Frank glanced at the armed soldiers when he got the second ten—the legendary “Dead Man’s Hand.” Was he pushing his luck?

Castro got the seven of clubs, Krushchev the ten of diamonds.

“You stack this deck, U?” Frank asked. “You’re going to deal Nicky here a straight flush!”

Castro folded his cards in disgust.

“An unfair hand.
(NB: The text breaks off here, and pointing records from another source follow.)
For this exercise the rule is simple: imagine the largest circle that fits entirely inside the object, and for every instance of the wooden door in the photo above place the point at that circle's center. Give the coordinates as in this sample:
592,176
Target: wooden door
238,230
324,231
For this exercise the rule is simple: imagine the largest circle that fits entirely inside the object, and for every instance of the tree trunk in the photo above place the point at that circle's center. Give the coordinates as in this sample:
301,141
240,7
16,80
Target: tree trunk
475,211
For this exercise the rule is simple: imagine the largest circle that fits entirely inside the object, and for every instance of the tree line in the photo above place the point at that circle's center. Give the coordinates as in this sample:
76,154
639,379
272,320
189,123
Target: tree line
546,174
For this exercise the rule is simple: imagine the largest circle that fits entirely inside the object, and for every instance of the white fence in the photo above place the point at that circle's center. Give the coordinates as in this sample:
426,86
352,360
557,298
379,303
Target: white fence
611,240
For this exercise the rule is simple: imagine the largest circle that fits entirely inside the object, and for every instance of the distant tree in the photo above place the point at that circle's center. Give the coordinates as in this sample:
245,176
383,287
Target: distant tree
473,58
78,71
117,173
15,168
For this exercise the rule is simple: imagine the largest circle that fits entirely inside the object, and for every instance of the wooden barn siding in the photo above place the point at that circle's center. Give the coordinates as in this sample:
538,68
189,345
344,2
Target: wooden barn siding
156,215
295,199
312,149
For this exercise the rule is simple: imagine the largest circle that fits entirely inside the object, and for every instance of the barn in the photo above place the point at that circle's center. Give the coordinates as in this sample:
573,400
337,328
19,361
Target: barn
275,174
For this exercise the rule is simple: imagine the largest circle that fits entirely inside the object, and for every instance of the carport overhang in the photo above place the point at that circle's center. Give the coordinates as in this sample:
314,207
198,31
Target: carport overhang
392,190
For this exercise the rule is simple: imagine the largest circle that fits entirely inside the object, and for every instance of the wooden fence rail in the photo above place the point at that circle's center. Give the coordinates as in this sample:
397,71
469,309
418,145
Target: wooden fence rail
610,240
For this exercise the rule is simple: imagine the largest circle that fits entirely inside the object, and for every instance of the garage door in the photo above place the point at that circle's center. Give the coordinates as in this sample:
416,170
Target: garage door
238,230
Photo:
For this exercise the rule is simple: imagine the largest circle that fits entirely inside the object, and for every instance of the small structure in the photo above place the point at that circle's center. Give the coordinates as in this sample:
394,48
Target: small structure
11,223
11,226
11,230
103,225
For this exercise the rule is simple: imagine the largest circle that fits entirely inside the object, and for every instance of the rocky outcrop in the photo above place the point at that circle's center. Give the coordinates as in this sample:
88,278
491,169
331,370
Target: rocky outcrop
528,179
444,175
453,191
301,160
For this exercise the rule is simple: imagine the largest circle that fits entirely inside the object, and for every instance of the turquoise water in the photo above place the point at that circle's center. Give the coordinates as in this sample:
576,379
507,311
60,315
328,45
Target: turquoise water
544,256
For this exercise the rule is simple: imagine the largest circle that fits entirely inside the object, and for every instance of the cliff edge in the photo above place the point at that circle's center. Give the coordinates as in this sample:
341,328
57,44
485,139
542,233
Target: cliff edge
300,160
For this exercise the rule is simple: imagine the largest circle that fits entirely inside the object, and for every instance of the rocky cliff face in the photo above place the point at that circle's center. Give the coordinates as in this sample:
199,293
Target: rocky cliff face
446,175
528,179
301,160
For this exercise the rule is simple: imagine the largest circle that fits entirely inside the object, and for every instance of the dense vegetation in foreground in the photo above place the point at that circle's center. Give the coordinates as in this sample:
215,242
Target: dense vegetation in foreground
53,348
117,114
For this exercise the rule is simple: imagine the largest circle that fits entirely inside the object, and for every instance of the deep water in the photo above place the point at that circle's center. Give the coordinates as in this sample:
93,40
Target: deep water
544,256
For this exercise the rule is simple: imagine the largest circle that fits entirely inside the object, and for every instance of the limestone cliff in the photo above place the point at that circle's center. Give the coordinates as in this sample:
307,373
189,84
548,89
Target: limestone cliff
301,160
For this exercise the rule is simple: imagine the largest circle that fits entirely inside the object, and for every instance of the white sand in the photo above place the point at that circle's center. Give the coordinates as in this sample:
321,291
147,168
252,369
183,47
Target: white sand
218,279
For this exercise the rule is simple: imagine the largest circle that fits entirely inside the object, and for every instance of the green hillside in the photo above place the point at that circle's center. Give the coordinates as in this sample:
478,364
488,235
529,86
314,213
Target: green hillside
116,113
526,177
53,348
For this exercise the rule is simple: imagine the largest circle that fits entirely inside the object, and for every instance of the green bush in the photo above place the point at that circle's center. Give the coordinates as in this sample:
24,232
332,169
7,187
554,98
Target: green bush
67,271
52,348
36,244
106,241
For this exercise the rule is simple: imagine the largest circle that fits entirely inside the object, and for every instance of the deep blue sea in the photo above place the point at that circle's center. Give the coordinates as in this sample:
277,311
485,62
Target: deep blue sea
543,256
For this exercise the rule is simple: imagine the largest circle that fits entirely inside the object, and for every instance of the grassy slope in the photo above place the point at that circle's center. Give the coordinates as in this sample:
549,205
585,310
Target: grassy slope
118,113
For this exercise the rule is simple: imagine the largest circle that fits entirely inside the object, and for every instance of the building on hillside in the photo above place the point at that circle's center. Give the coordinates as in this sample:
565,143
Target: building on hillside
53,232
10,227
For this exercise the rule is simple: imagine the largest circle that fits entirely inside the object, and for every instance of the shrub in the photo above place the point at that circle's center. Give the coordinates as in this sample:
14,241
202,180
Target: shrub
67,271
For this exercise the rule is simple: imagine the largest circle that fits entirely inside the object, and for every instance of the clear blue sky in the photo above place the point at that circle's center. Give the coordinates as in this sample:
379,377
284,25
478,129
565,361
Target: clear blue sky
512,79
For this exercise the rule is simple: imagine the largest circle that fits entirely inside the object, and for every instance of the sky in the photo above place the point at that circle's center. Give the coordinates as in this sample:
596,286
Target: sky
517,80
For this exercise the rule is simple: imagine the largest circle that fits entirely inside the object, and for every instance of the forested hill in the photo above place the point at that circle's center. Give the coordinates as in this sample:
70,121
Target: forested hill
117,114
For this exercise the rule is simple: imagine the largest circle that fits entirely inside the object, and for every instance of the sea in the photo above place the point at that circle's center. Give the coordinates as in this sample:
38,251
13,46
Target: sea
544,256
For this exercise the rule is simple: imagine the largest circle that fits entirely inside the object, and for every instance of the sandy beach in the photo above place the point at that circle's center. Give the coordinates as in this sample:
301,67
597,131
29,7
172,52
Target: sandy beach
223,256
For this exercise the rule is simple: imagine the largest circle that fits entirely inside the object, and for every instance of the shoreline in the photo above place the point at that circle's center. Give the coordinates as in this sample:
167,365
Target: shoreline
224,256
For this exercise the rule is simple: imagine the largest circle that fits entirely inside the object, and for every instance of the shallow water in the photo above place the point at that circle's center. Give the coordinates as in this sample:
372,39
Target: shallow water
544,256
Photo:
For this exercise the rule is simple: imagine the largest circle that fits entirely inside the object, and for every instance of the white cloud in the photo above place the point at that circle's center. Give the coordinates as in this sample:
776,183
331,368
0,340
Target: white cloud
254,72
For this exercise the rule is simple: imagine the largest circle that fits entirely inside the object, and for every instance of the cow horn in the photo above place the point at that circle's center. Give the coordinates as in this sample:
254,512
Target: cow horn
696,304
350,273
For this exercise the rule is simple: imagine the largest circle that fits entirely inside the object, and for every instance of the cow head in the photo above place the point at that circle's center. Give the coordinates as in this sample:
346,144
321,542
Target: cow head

But Krushchev will bury you!”

“Hush, Fidel,” Krushchev said.

Frank got his third ten. Full house. Ace of diamonds for Krushchev.

Frank had to win this. But Krushchev just grinned, without even glancing at his cards. Was he hiding that thousand-to-one straight flush?

“Here’s an idea,” Frank said. “Let’s sweeten the deal a little.”

“With what?” Krushchev asked.

“Well, you guys don’t need my money, seeing as Communism pays so well. But how about something better: Me.”

“Mr. Sinatra?” Thant asked. This was beyond the UN-approved stakes. But Frank did things his way.

“I’ll defect to Cuba. What better weapon do you need? An American star who chooses to live the Communist dream…!”

The idea was only half-crazy. Yeah, Frank’s career was going again, but where to? Novelty songs and covering scruffy rock-and-rollers? His true love had left him, nuclear war was around the corner. Even the Kennedys had abandoned him.

Why not start all over again, a noble worker under a blue Cuban sky?

“And my bet?” Krushchev asked.

“Nicky, you know your heart’s not in it any more. Why don’t you defect?”

Krushchev stared at Frank wide-eyed.

“You’d be famous,” Frank continued. “Every day would be a trip to Disneyland.”

Who was Frank kidding with his little Cuban fantasy? There was no life for him down here. Castro wasn’t looking out for the little guy. He was just another kind of mob boss, looking for power. Just like Krushchev had been.

Krushchev peeked at his hole card and frowned. This was not that sputtering, shoe-banging maniac. He looked tired.

Krushchev turned his cards over.

“There will be no defections today.”

“What?” Castro exclaimed. “You fold?”

“Yes,” Krushchev said, rising to shake Frank’s hand. “We will dismantle the missiles immediately.”

“This is an outrage!” Castro shouted.

Krushchev laid a heavy hand on Castro’s shoulder.

“It’s over, Fidel.”

As they scuffled, Sinatra slipped Krushchev’s remaining downturned card into his coat pocket.

“Gentlemen,” Frank said. “Sorry to run, but I’ve got a plane to catch. You’ll work out the details?”

Back in the car, Frank pulled out Krushchev’s winning card. An exquisite portrait of Queen Elizabeth, gazing upon a red diamond.

So Nicky was out of the game, after all. One less mob boss in the world. There was still Castro to deal with, and, yeah, maybe the Kennedys, too.

But Frank had saved the world for at least one more day.

And that was as much as one man could do.

Even Frank Sinatra.

“We’re done here,” Frank said to the driver. “Let’s go home.”